Closed paulmach closed 7 years ago
Updated. The 32megs is an upper bound so I don't have to grow the buffer ever. Could try using bytes.Buffer
to handle a lot of that. I think the 32megs is fine since it's only once.
I should add, to your point, in the file I tested on it was in the 2megs range.
Every change breaks someone's workflow. 😄 People may run hundreds of decoders in parallel and may not expect increased memory consumption. So yeah, let's use bytes.Buffer.Grow()
.
Great improvement!
Updated so header and blob buffers use bytes.Buffer. Unless I'm doing something totally wrong i'm not seeing any speed improvement anymore.
BenchmarkDecode-4 1721956082 2514611990 +46.03%
BenchmarkDecodeConcurrent-4 1795521119 2687821585 +49.70%
This is what I was seeing in general. This one change was a huge win, other similar change had minimal if any impact. I don't know why.
@paulmach thanks for all the work. I haven't looked in depth but are there concurrency issues with this? I think it is possible for the buffers to be called from multiple goroutines and I am not sure it is safe to do that.
Have you thought about trying sync.Pool
?
Yes, this is safe, tests also pass with go test -race
.
decoder.Start()
launches a goroutine that sequentially reads the fileblocks/blobs and passes them to the concurrent "decoders". The buffer used to hold the file byte data before it gets protobuf decoded into a *OSMPBF.Blob
is what is being reused here. Any decoded data is copied into the proto struct by the proto.Unmarshal method (I tested this and looked at code). ie. When protobuf decodes the bytes it copies most of it into protobuf struct's blob.ZlibData []byte
attribute. This copy is then used by the decoders, no any part of the reused buffer.

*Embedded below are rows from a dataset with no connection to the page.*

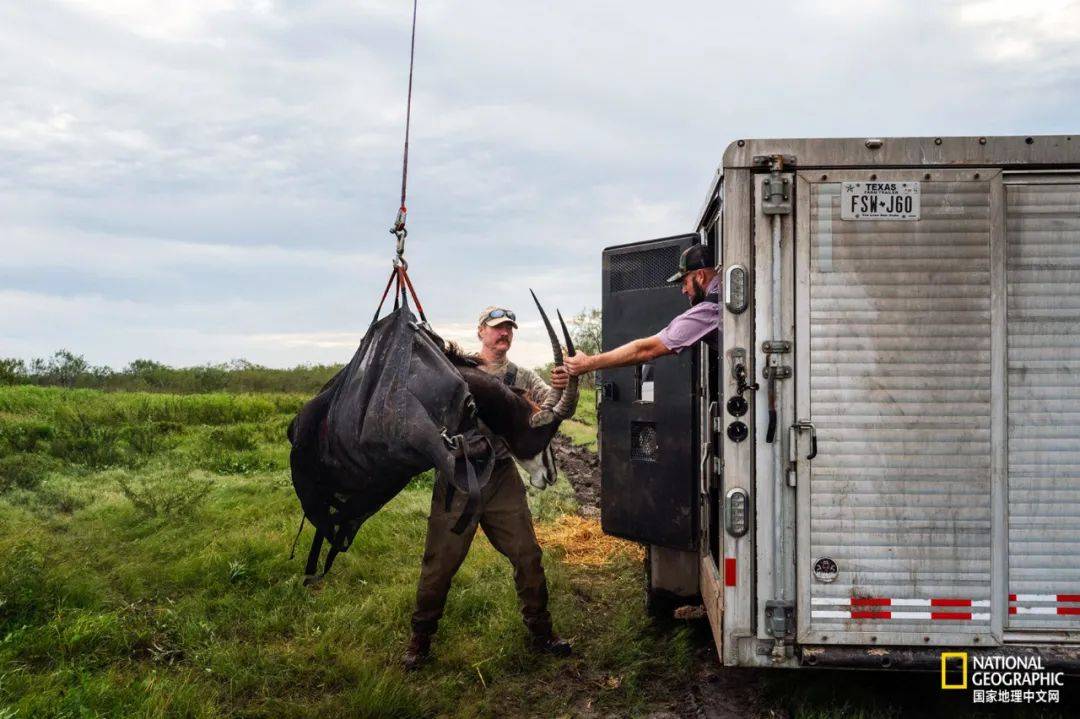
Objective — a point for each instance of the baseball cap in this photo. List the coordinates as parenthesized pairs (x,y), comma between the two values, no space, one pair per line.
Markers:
(694,257)
(497,315)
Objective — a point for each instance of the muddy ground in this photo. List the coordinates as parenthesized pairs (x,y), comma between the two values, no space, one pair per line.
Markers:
(582,467)
(713,692)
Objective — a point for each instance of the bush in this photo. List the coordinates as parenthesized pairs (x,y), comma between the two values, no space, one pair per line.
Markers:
(150,437)
(165,493)
(237,437)
(82,441)
(25,435)
(24,471)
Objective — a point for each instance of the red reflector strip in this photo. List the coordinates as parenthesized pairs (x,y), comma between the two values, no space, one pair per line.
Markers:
(729,571)
(950,602)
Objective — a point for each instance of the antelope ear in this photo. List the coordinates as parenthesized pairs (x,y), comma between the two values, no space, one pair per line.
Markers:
(534,407)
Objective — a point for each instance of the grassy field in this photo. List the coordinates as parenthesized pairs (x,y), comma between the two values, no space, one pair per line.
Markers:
(145,571)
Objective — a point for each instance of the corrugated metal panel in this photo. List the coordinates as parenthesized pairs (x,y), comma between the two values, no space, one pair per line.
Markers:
(1043,283)
(900,392)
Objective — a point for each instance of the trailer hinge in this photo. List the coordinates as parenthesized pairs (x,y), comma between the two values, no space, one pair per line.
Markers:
(779,618)
(778,162)
(775,189)
(778,371)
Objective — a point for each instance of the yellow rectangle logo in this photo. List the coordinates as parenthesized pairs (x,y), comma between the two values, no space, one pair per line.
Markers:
(963,669)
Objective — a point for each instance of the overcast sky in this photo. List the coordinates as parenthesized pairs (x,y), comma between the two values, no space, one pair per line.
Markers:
(201,180)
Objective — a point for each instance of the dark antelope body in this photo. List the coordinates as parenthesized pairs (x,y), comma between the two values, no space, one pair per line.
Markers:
(404,405)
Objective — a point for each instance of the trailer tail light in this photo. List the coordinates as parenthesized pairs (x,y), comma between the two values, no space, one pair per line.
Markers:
(737,512)
(736,281)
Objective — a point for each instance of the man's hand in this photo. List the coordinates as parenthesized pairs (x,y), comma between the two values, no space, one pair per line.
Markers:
(577,365)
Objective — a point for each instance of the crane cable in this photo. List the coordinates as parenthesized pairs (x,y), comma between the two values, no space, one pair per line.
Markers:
(400,273)
(399,228)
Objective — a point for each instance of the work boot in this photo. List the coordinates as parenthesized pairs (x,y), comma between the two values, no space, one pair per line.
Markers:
(550,642)
(417,652)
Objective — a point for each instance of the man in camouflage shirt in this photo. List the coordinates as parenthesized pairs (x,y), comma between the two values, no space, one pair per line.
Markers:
(503,514)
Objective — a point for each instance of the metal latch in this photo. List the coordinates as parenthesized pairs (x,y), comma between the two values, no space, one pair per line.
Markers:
(779,371)
(802,425)
(779,618)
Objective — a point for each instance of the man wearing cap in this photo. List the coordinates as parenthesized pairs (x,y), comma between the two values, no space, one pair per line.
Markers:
(701,284)
(503,514)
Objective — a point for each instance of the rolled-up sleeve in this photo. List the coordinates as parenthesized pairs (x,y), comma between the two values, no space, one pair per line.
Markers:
(690,327)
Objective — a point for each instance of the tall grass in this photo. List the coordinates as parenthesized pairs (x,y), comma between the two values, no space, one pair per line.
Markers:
(145,571)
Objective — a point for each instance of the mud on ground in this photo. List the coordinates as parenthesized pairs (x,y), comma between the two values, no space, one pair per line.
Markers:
(582,469)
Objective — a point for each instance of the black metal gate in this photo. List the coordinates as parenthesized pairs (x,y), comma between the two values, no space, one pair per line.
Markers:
(648,433)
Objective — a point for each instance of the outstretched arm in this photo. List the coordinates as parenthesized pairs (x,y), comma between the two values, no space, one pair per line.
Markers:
(632,353)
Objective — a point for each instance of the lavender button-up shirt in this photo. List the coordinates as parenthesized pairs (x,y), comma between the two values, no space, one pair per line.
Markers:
(699,323)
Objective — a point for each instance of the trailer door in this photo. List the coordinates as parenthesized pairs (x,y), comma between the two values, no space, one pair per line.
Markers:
(647,429)
(893,369)
(1042,236)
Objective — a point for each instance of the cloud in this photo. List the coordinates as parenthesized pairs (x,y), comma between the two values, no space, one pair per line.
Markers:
(202,180)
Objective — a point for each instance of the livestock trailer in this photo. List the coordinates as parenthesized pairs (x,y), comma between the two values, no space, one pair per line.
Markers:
(881,460)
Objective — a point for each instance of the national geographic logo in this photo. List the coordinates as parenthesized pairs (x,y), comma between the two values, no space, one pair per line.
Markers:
(1002,679)
(954,669)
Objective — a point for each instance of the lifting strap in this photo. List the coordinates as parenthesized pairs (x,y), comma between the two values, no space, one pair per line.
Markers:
(399,228)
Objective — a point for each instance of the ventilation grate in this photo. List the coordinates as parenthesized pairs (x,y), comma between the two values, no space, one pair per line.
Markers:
(644,443)
(647,269)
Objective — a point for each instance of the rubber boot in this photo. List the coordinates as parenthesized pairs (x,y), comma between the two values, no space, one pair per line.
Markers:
(550,642)
(417,652)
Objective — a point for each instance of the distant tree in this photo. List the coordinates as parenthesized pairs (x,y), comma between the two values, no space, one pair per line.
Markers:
(585,329)
(12,371)
(66,368)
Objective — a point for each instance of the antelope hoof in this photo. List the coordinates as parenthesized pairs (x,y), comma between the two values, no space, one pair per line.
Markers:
(541,418)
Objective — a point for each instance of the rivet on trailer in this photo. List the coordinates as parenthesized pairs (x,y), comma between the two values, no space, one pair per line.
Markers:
(882,461)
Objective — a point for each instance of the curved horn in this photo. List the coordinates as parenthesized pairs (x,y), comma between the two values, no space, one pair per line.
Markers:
(568,403)
(545,414)
(555,349)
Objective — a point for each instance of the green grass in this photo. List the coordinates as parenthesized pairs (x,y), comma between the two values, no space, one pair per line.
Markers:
(145,571)
(581,430)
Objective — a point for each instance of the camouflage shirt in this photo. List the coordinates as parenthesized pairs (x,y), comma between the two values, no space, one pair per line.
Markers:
(525,379)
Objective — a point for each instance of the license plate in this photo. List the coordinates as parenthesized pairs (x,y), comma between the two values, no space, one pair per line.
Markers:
(872,201)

It would be interesting to use a sync.Pool
for this blob.ZlibData
and then for the decoded zlib data (before if gets protobuf decoded again), but when I was trying other/similar improvements they didn't make much, if any, improvement.
Again, I don't know why preallocating a full 32 meg buffer results in such a dramatic speed improvement, but it is significant.
Note that the speed improvement is in the first commit in this PR. The second commit does the cleaner implementation that does not result in much of a change in performance.
It all looks very interesting, I will take another look this week.
I rolled back the byte.Buffer stuff that didn't make a difference on performance.
The pull being requested is the preallocation of the buffers that saves 33% on benchmarks.
I don't quite like the idea of preallocating such a large 32 Mb buffer space when most uses will probably not require anywhere near that amount. So I tried:
func (d *Decoder) buffer(size int) []byte {
if len(d.buf) < size {
d.buf = make([]byte, size)
}
return d.buf[:size]
}
I started with an initial buffer size of 0 bytes. The buffer size was increased 10 times to a maximum size of 500k with the test data. However I only saw a 2 - 3% decrease in execution time. If I initialized the buffer big enough so that it was never reallocated (i.e. 500k) I also only saw maybe 10 - 14% decrease in execution time. However with the changes made in this pull request, I saw 40% decrease in execution time as described by @paulmach which is pretty spectacular! I saw similar speed having one member variable buf
instead of sizeBuf
, headerBuf
and blobBuf
.
@AlekSi what are your thoughts on preallocating a maxBlobSize
buffer for the decoder to use? I don't see why having a gradually increasing buffer size negates most performance improvements.
So I took a look. And then again. And again. In the end, I exposed a method to set buffer size. See #19.
I don't see why having a gradually increasing buffer size negates most performance improvements.
Me too. And that bothers me.
On my amd64 macbook pro with go1.7
go1.6
benchmarks run with
go test -bench . --benchtime 10s
so the numbers are 3-5 run averages.I don't know why this is such a large improvement. I tried a bunch of more/similar things and nothing changed the performance like this.